Effect of Boswellia species on the metabolic syndrome: A review

Davood Mahdian 1,2, Kazem Abbaszadeh-Goudarzi 1, Amir Raoofi 1, Ghazaleh Dadashizadeh 1, Mina Abroudi 1, Elahe Zarepour 1, Hossein Hosseinzadeh 3,4,*
PMCID: PMC7671425  PMID: 33235693

Abstract

The metabolic syndrome, a cluster of metabolic disorders, includes abdominal obesity, hypertension, dyslipidemia, and hyperglycemia leading to insulin resistance, development of diabetes mellitus, and cardiovascular diseases. For the treatment of metabolic syndrome, traditional herbal medicines such as frankincense or Boswellia species have been used due to their anti-inflammatory, anti-oxidant, anti-obesity, antidiabetic, antihypertensive, and hypolipidemic properties. Based on the literature, published evidence up to 2020 about the therapeutic effects of Boswellia species on the metabolic disorder among Medline, Scopus, and Google Scholar were precisely evaluated by keywords such as obesity, diabetes, hyperglycemia, hypertension, blood pressure, dyslipidemia, metabolic syndrome, frankincense, and Boswellia. According to the results, Boswellia species have beneficial effects to control metabolic syndrome and its related disorders such as hyperglycemia, dyslipidemia, hypertension, obesity, diabetes, and its complications. Boswellia species by reducing the resistance to insulin and restoring pancreatic beta cells decrease blood glucose. Also, Boswellia species has antithrombotic and anticoagulant properties that regulate blood pressure. The anti-oxidant properties of Boswellia species modulate the blood lipid profile via reducing TNF-α, IL-1β levels, and increasing the adiponectin level. The therapeutic and protective effects of Boswellia species on metabolic disorders were remarkably confirmed regarding decreasing hyperglycemia, hyperlipidemia, hypertension, and obesity.

Key Words: Boswellia, Dyslipidemia, Frankincense, Hyperglycemia, Hypertension, Metabolic syndrome, Olibanum

Introduction

The metabolic syndrome is defined as abdominal obesity, dyslipidemia (DL), hypertension (HTN), insulin resistance with or without glucose tolerance, pro-inflammatory and pro-thrombotic state (1, 2). Moreover, metabolic syndrome is a serious problem and challenge with an ascending trend throughout the world that is caused by excessive excess calorie intake, urbanization, and inactive lifestyles (3). Systemic HTN that is also known as high blood pressure (HBP) and abnormal lipid profile can be observed because of the resistance to insulin, which results in atherosclerotic vascular disease. Hence, metabolic syndrome enhances myocardial infarction (MI) and stroke risks (4).

Today, studies have been focused on supplementary and substitute medicine (5-7) due to inadequate efficiency and significant complications from recent treatments for hyperlipidemia (HLP) and diabetes (8-11). Recently, researchers have paid attention to the use of medicinal plants due to the reduced complications and different efficient compounds in the herbs as recommended by the World Health Organization (WHO) (12).

Concerning the important clinical consequences of the metabolic syndrome, investigators have mainly attended to study the values of herbal medicines or herbalism. Boswellia internationally known as Indian frankincense or olibanum has been used to treat various diseases. The frankincense or olibanum, a yellowish-brown oleo-gum resin, is prepared from Boswellia species such as Boswellia serrata (13). Boswellia genus contains about 25 different species. A number of the prominent species consist of B. frereana, B. sacra, B. ovalifoliolata, B. carterii, B. papyrifera, B. rivae, B. neglecta, and so forth (14-17). Recent research indicated the anti-inflammatory, anti-ulcerous function, and anticancerous impacts of this plant (18).

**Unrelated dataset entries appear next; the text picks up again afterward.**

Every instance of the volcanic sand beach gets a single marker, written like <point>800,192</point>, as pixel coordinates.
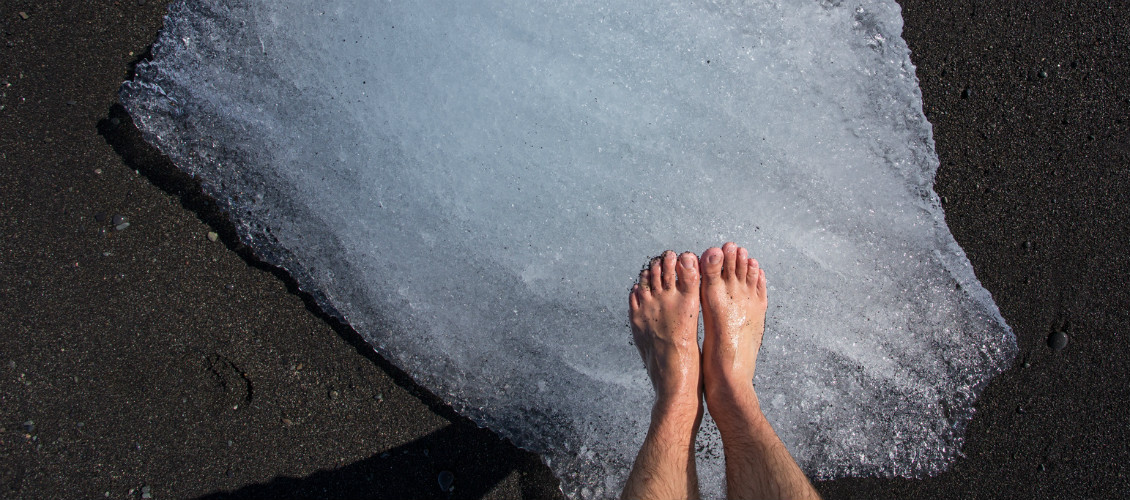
<point>155,361</point>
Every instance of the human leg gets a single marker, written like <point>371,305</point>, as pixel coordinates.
<point>733,302</point>
<point>663,312</point>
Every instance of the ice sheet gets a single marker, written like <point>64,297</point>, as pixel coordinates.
<point>474,187</point>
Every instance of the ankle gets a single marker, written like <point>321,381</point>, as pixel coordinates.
<point>677,413</point>
<point>735,407</point>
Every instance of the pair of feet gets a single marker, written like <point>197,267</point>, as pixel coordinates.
<point>728,286</point>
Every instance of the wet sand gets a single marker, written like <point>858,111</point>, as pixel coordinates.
<point>154,360</point>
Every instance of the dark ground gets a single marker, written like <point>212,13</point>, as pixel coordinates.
<point>155,359</point>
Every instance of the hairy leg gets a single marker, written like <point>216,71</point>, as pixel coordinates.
<point>733,301</point>
<point>663,312</point>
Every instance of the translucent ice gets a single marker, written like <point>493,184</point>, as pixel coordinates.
<point>474,186</point>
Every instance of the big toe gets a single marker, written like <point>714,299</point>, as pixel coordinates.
<point>711,264</point>
<point>688,273</point>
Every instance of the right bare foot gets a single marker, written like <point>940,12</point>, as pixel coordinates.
<point>733,302</point>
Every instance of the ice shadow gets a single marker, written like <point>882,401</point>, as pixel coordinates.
<point>478,457</point>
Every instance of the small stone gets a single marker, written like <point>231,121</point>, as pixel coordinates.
<point>1057,339</point>
<point>446,481</point>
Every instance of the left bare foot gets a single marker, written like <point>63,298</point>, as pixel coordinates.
<point>663,311</point>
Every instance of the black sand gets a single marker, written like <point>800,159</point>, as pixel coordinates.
<point>154,358</point>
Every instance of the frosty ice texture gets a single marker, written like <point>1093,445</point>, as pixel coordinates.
<point>474,187</point>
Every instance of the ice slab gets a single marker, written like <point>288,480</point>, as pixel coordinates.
<point>474,187</point>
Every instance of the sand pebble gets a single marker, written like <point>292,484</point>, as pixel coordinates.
<point>1057,339</point>
<point>446,481</point>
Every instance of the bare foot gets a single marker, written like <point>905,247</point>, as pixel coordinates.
<point>663,311</point>
<point>733,301</point>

Of course, some studies demonstrated the antihyperglycemic and antihyperlipidemic impacts of Boswellia in streptozotocin-induced diabetic rats (19). Also, one of the studies indicated the protective impacts of B. serrata gum on diabetic side effects in animal models (20, 21). Moreover, this plant has useful impacts on the low-density lipoprotein (LDL), blood glucose, and high-density lipoprotein (HDL) of patients with diabetes who had received B. serrata gum at a dosage of 900 mg every day with no significant complications (22).

Numerous animal research projects demonstrated the anti-oxidant features of gum resin extracts of B. serrata (23, 24). Pandey et al. showed that the extracts of B. serrata gum resin resulted in a reduction in serum cholesterol and the enhancement of HDL in the rats (25). Another research indicated that patients with type 2 diabetes who have been supplemented with gum resin of B. serrata for six weeks experienced a remarkable decline of fasting blood glucose and the augmentation in plasma insulin level (26).

Pharmacognostical features of Boswellia

Boswellia belongs to the family Burseraceae, which is a deciduous tree. In general, it reaches a moderate height (4 to 5 m). As other moderate to big size trees with branches, this tree possesses a circumference of 2.4 m (average 1.5 m). The color of the thin barks of the tree changes from greenish-gray, yellow, or reddish to ash color that its peeling may be readily done. The papery barks, when peeled off or cut, release translucent lumps, tear, or droplets of white to yellow color gummy oleoresin (26).

Composition

There are nearly 200 phytochemicals in the oleo-gum-resin mix in various species of Boswellia. These compounds contain pure resin, mucus, and essential oil (27, 28).

The essential oil compositions of each species are different and change concerning the environment, harvest condition, and geographic areas (29, 30). The gum portion is composed of pentose and hexose sugar containing a couple of oxidation and digestive enzymes. The essential oil is a mix of mono-terpenes, diterpenes, and sesquiterpenes. β-boswellic acid (Bas) is the main constituent of each species of the genus Boswellia (Figure1). There are 6 main Bas, including α- and β-BA (10 to 21%), acetylated α- and β-BA (0.05–6%), 11-keto-β-boswellic acid (KBA, 2.5 to 7.5%), and 3-O-acetyl-11-keto-β-boswellic acid (AKBA, 0.1– 3%), which are found in each Boswellia species with variable amounts. The contents of BA, which can be found in the market as the standardized extracts, change from 37.5-65% (31, 32).

Figure 1.

Figure 1

Boswellic acid and its derivatives

Review literature

The search was performed by keywords such as diabetes or hyperglycemia, Boswellia, frankincense, olibanum, boswellic acid, elevated BP or HTN, hypotensive or antihypertensive, DL, and metabolic syndrome using Google Scholar, Scopus, and Medline databases. In fact, in the current research, most of the papers about the effects of Boswellia on metabolic disorders have been precisely evaluated. To better review, irrelevant or duplicated papers have been disregarded. Publications have been specified from their admission up to August 2020.

Dosing

Boswellia species are usually administered as a capsule, pill, or bark decoction orally. The respective dose is suggested based on historical practices or existing trials. Today, there is ambiguity on the optimum dosage for balancing a safe and efficient method. Each producer has their production method of Boswellia, and these results are too inconsistent to provide a standardized product. Notably, several trials applied different products manufactured by different producers. For this reason, clinical impacts cannot be compared (33).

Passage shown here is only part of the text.